Devine, who was assistant to Kenny at both Derry City and Dunfermline, bid farewell to the Brandywell club last week, just six games into the 2021 Airtricity League campaign.
It ended his second spell as manager of his hometown club but Kenny backed the Creggan man to bounce back and believes Devine will already be looking forward to his ‘next challenge’.
“Declan has had two spells managing Derry now,” said the Dubliner “He won the FAI Cup and has given everything of himself during a tough period.
“He’s an excellent coach and I’m sure he will take time out but I wish him well in his next position. Management in football can be like a series of chapters and there’s very few who continue on an upward curve. It can be quite ruthless overall but I’m sure Declan will look forward to his next challenge.”
Kenny reckons Devine struggled to replace key players from his successful 2019 season and that lack of continuity in his squad affected his ability to improve the team. With his budget significantly cut ahead of the 2021 season, Kenny felt it was always going to be a tough test.
“He built a team for the first year and then lost a lot of players. When you lose players it’s really hard to replace them. It’s very hard to get the quality.
“To be fair to Declan Devine, in his first season he did very well in his second spell but then lost a lot of the good players that he had. He lost (Greg) Sloggett, Junior (Ogedi-Uzokwe) and (David) Parkhouse who went back to England and Jamie McDonagh who looked like a good player.
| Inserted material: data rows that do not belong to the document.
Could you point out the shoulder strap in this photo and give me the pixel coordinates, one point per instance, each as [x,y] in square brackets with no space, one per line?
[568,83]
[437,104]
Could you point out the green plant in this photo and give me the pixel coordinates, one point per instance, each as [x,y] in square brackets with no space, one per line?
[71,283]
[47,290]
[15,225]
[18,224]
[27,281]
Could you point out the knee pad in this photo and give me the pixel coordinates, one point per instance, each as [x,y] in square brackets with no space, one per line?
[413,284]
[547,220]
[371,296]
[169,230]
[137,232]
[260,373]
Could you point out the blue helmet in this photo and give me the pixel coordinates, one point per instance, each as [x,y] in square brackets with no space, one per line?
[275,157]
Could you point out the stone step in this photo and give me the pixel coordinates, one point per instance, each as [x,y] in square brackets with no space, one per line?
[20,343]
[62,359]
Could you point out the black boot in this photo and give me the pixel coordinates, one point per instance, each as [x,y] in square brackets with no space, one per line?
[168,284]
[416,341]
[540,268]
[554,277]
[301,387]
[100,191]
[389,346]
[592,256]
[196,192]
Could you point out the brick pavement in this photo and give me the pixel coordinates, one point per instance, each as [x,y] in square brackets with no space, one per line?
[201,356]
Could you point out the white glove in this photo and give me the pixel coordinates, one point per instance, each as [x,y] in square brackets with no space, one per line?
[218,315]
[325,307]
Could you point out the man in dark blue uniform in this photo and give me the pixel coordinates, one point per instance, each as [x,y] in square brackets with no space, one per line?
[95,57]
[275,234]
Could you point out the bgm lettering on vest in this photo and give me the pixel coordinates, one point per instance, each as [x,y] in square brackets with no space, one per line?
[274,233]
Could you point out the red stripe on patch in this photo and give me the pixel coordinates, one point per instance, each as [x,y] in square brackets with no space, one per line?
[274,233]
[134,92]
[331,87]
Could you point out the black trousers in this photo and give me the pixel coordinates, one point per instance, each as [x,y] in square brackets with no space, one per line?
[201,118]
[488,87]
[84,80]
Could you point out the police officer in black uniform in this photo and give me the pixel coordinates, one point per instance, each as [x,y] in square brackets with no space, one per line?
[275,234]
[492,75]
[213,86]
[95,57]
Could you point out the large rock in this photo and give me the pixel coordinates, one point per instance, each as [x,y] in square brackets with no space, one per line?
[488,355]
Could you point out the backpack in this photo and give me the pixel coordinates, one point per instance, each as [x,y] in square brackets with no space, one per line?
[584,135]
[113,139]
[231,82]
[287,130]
“He lost players like that. I think what supporters probably want to connect with, not just at Derry but at other clubs right throughout the country, there’s a whole different team the following year and then a whole different team the year after that. With players coming and going at a rapid rate it’s difficult to build a connection between supporters and players or build that rapport. That’s sometimes needed within the community to excel.”
Devine admitted he didn’t like managing behind closed doors and claimed football was ‘rubbish’ without fans in the stadium. For such a passionate manager who feeds off the emotions of supporters on a matchday, Devine insisted he wasn’t enjoying football as much as he did during that 2019 campaign when his team thrived in front of full houses at the Ryan McBride Brandywell Stadium.
Ireland boss, Kenny, who sat alongside Devine at Oriel Park to watch the recent Dundalk draw against St Pat’s, agrees that football simply isn’t the same without the supporters in the grounds.
“I think right throughout football, it just isn’t the same without support. Similarly with the international team, we haven’t had fans at any matches. We brought 15 players in and 13 of those young players made their competitive debut but they’ve not experienced a full stadium or even half a stadium.
“When you dream of playing for Ireland, or you dream of playing for Derry, you want to come in and walk into that atmosphere, whether it’s a packed Brandywell or playing for your country at a full Aviva Stadium where the fans are really passionate. That hasn’t existed.
“You can hear the echoes of the players’ voices around the pitch and that’s been quite surreal.”